In truth, he fell out of favour. Cricket fell out of love with him. Gary, 33, former England and Yorkshire county player, was dragged into the highly publicised scandal at Yorkshire County Cricket Club where he was accused of making unacceptable remarks to teammate Akeem Rafiq.
The truly sad part is that the two men had been good friends. Gary had brought Akeem, of Pakistani origin, to Zimbabwe for a holiday, some cricket practice and social knockabouts.
Jeepers, creepers, I have seen Pakistanis themselves wearing tee-shirts saying ‘Paki and Proud.’
But that’s all changed and the P-word, like so many others in the new order of the day, has been hit for six, way beyond the boundary and over the club house. Former England captain Micheal Vaughan, also at Yorkshire, was accused of uttering similar slurs but stood his ground and told his detractors, in essence, to eff off. He was cleared in the end.
A large body of opinion holds that Gary was made a scapegoat at Yorkshire and for long standing institutionalised racism throughout English cricket as a whole.
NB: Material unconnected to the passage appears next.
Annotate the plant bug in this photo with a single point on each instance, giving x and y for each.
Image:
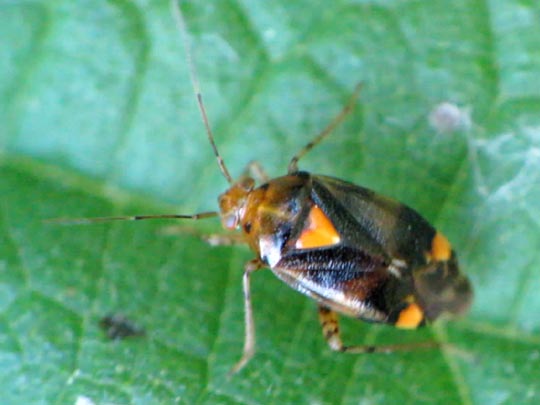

This opinion also holds that Rafiq kicked up the stink to cover his own growing weaknesses on the field.
Gary marked his return home with an unbeaten 137 when Zimbabwe drew with West Indies in their first Test match in Bulawayo. Soon after, he went on the record saying he no longer felt committed to play professionally because he might “do Zimbabwe Cricket and the game itself a disservice.”
The issue, it seems, did a head job on Gary, did his head in.
But there is life after cricket.
Micheal Vaughan is a commentator, consultant and businessman – in short, a wealthy bloke who got himself a mansion in Bermuda. Politics isn’t advisable – look at what happened to ousted Pakistan prime minister Imran Khan. Before he was bowled out and then survived a googly, an assassination attempt that hit him in the leg, he called his cabinet reshuffles ‘changing the batting order.’
First class English cricketers Marcus Trescothic retired after admitting to deep depression from the rigours of the game and the incessant pressure of international travel that it entailed while Andrew ‘Freddie’ Flintoff drew stumps after revealing he had the eating disorder bulimia and had grimly suffered years of troubling ankle injury.
Flintoff went into broadcasting and was hurt in December in what the tabloids called “a horror crash” while filming for the BBC’s daredevil motoring series Top Gear. The papers had him near death then gave him a miracle recovery a little later when he was spotted walking down the street holding hands with his wife.
The Gary Ballance hullabaloo, seized upon so gleefully by the tabloids, shows how our Christian Bible still rings true in the hypocrisy of modern times.
When beholding the mote in thy brother’s eye, first cast out the beam that is in thine own eye.